Norm Gallagher and Mick Lewis went to prison to stop the park from becoming a Kleenex factory. Fred Hardy was the one to get the unions involved and put a black ban on what was to become the Hardy Gallagher Reserve. To them, we owe this beautiful park that the people of Melbourne enjoy. Here is Nature AND Memory. Community Gardens are grand when they beautify but not when they destroy what it already beautiful. Jane Garrett, former Mayor of the City of Yarra; now State member for Brunswick and Stephen Jolly councillor for the City of Yarra showed up at a rally organised by the Friends of Hardy-Gallagher Reserve on Australia Day.
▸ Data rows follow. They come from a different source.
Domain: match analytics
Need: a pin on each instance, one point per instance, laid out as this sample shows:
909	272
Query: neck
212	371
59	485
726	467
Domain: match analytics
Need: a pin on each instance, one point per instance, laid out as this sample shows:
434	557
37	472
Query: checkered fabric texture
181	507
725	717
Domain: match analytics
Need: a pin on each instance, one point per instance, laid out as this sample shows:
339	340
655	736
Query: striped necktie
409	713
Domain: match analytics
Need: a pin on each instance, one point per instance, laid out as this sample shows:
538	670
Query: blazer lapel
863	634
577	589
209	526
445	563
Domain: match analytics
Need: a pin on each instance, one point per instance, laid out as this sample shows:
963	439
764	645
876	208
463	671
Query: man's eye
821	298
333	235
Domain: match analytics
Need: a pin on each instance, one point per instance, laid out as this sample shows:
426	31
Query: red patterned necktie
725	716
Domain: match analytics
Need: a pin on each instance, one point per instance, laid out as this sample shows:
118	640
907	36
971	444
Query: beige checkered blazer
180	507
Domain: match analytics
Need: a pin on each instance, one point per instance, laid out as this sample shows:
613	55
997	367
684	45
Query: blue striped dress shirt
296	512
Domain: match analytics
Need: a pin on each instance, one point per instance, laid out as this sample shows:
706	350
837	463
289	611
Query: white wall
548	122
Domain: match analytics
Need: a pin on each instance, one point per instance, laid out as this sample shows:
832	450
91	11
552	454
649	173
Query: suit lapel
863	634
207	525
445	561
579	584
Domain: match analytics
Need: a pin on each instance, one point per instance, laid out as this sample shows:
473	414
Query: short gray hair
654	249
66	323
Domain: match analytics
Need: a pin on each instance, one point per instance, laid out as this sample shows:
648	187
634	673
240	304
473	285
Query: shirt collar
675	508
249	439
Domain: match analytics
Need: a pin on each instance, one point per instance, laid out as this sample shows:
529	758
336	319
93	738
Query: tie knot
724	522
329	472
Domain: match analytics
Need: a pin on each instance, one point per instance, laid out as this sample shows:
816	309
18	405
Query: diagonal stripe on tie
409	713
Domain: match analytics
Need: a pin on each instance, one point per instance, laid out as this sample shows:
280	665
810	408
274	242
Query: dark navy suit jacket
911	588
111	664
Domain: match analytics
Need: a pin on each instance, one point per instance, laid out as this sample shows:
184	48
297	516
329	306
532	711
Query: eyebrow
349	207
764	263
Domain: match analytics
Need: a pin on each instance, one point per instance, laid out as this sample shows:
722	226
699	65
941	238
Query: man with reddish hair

I never thought to say that about politicians but the proof of their common sense and humanity was in the pudding, right there, defending parkland for the people – for the 99%.
These gardeners have tried to take over public parkland for their private use for years. They have been pushed to the tail end of Fitzroy and Princess Hill until they butted into the shores of Brunswick last year. They are trying again in 2011 and 2012 after the 2010 public protest which was in all the newspapers.
I have been told that parks are not legally protected. If one can get enough residents to agree, one can make use of parkland in another way than listening to the wind in the trees, speaking to strangers under the wide open sky or picnicking on the grass a book sliding from lazy fingers; one can cut the trees, dig up the grass, put in wire fences and make a concentration camp for vegetables. The will of certain individuals, by playing with council boundaries and different wards, can prevail over the will of the people by making a land grab on public property.
The word community in community garden is misleading. Private plots and fences are not a community activity but a push for more private land. The drive behind the project is quite surprising. From where and what does this passion stem?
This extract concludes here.